In the week leading up to Saturday’s anniversary of the SOPA blackout, EFF is leading “Copyright Week.” Every day this week, participating organizations will be highlighting a different principle to guide the development of balanced, innovation- and free expression–friendly copyright policy.

Today’s theme is “you bought it, you own it,” which sounds simple enough, but it turns out that this raises a lot of tricky issues when “it” is a digital good. EFF goes over some of the issues they see in their post today, and Public Knowledge explores end-user license agreements (EULAs) and whether you really own your software.

Here, I want to talk about another area getting increasing attention in copyright reform conversations: how copyright’s first sale doctrine – your right to sell or otherwise do what you want with your own copy of a work – should apply to digital copies. Academics and advocates have been writing about the issue for a few years, and the US Commerce Department is looking into it through its Internet Policy Task Force.
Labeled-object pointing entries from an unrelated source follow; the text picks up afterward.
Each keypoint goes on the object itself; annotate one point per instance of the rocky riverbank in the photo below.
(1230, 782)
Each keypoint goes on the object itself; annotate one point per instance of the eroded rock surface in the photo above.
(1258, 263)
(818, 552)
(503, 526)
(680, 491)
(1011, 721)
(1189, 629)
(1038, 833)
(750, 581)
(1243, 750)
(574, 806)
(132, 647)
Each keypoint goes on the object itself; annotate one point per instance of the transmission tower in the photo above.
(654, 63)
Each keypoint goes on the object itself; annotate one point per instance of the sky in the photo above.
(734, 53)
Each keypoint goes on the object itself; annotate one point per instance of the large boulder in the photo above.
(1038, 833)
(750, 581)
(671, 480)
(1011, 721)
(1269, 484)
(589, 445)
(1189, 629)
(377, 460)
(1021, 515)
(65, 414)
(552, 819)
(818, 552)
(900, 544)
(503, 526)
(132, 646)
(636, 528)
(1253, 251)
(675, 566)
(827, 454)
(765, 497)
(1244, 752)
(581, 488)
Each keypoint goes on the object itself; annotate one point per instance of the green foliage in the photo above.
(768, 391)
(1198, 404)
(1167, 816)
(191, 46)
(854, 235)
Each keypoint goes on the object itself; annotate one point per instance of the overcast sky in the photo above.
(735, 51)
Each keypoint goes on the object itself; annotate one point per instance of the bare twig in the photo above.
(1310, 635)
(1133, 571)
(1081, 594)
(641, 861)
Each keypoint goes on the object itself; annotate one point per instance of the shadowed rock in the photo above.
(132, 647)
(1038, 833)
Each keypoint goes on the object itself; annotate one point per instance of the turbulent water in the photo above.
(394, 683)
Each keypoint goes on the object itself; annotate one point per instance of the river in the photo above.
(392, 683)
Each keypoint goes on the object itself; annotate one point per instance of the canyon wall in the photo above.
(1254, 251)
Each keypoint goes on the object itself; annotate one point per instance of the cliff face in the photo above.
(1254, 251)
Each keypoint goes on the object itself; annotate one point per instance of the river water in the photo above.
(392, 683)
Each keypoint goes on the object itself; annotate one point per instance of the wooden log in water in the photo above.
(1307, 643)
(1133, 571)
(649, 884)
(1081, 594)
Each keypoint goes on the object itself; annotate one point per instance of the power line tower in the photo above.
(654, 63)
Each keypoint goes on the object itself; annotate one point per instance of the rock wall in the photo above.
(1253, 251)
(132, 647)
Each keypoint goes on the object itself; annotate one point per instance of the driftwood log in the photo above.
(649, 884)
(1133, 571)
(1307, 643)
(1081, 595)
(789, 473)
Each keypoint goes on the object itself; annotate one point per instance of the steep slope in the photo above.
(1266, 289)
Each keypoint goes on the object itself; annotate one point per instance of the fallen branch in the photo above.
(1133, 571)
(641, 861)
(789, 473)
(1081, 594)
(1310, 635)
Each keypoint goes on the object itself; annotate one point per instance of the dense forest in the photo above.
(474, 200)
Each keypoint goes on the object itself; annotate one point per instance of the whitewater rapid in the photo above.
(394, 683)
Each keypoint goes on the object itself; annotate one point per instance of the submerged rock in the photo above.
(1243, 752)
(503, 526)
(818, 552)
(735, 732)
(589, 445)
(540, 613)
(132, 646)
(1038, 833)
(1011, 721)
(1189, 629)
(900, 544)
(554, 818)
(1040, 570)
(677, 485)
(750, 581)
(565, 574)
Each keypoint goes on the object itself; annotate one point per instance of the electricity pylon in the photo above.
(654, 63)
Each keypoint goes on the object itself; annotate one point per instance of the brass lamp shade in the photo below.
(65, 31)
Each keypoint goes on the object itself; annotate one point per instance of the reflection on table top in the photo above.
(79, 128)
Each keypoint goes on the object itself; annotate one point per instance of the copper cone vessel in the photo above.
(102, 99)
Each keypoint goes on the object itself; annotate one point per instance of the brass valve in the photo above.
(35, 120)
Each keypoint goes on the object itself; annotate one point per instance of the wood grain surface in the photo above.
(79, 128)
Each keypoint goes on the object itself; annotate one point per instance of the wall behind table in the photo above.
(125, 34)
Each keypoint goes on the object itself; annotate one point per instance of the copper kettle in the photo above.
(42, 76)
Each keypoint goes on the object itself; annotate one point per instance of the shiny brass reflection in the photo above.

In our comments to the Task Force late last year, we laid out the issues as we see them and offered some starting suggestions for figuring out what a digital first sale doctrine should look like.

Undoubtedly, the first sale doctrine carries substantial benefits to users of copyrighted works.

  • First and foremost, it’s what enables secondary markets like rental markets, secondhand stores, and hand-me-downs, which offer innovative, lower-cost ways to access copyrighted works.
  • It preserves the accessibility of older, rarer works that are harder to find new.
  • It limits rightsholders’ control over how people engage with their works – how to frame or display an artwork or what order to read short stories in.
  • It can promote privacy by limiting publishers’ knowledge of who buys what works from secondary markets.
  • It reduces lock-in to particular technological platforms; for some, the option to resell, say, vinyl records, may have helped offset the costs of upgrading to CDs.

Clearly it would be a loss for these benefits to simply fade away as commerce in copyrighted works goes digital. Yet first sale as it now exists doesn’t apply when new copies are created, and digital resale usually requires making a new copy of the work in question.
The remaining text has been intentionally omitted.